I understand your confusion about documentation, but I can say, this behavior is documented. If you read carefully the official documentation, you will see the example with the bank in which if one transaction is not successfully, the transaction is not erased, but updated. This is, in this case, if one deletes a document, it's just an update of the old document (i.e., giving a new revision and marking it as deleted). So, in other words, "nothing is lost, everything is transformed." There is no point to be concerned about security here because if you use HTTP predicate GET on the document, CouchDB will return a JSON of a form {"error":"not_found","reason":"deleted"} (compared with a non-existing document which is reported with the appropriate reason, "document does not exist" or so - I don't remember now the message, but I know it's quite meaningful). Even in the case of somebody breaking into your server and obtaining the file or admin password, after compaction, all the previous versions of the document are no longer there, so, no data can be extracted from there.

Nevertheless, as it was said here, there are few distinct cases:
1. Using DELETE predicate from HTTP. That will ensure the minimum data are written on the harddisk. 2. Using "_deleted":true in combination with HTTP PUT/POST. If no other data are added to the document while sending the request, it has the same effect as the first point. 3. Emptying the document. This will reduce the document size even more, but it will not allow you to reuse the document unless you provide the correct revision of the document (in the other options, no revision is required).
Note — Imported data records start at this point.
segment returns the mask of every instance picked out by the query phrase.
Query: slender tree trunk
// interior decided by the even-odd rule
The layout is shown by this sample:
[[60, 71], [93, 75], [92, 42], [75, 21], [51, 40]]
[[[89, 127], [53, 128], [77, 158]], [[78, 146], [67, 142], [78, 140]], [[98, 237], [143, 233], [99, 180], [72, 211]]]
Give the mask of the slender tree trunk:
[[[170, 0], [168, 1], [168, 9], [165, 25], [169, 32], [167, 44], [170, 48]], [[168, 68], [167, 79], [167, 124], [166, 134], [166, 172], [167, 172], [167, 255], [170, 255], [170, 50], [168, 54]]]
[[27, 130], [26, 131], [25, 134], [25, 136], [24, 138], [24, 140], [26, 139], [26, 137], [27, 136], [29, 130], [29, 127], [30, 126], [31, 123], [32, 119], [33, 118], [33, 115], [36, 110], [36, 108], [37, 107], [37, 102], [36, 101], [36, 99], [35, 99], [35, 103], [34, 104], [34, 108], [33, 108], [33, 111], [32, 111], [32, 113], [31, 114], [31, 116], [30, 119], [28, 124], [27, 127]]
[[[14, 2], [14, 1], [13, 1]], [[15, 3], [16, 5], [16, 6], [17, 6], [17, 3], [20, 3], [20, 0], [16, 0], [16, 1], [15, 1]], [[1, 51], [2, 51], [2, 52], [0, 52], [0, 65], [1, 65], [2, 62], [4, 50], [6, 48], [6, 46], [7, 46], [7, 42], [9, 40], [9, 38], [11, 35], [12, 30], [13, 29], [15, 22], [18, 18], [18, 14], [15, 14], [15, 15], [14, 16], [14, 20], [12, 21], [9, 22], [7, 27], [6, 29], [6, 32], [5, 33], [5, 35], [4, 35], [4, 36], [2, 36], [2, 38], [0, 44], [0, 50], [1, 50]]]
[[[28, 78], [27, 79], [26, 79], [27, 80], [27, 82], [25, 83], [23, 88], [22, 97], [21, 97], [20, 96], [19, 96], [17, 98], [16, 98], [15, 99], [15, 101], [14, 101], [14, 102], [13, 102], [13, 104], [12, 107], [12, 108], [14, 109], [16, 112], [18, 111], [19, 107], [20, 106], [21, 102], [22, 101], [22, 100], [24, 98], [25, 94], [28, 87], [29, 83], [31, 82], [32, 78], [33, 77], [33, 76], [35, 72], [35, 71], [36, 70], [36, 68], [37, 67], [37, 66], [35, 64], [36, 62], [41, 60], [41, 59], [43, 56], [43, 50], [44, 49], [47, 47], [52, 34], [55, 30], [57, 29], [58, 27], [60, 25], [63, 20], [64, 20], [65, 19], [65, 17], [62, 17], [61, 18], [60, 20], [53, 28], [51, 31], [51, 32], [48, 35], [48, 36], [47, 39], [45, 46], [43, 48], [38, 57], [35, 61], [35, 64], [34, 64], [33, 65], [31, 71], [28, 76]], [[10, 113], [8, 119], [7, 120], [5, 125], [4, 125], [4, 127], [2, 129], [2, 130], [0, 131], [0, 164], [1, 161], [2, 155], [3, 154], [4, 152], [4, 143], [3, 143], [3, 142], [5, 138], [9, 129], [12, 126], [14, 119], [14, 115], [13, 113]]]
My point in enumerating these option is related to their usage. If you can afford one HTTP request at the time, then using DELETE is probably the best option. But, in many cases, that is a luxury you cannot afford because of the harddisk writing speed limitation. In most of the cases, you would like to use bulk operations. That means buffering your data. At this time, option 1 is no longer available.

As you can see, each of the options has its own advantages, but also disadvantages/limitations. But that is another story already.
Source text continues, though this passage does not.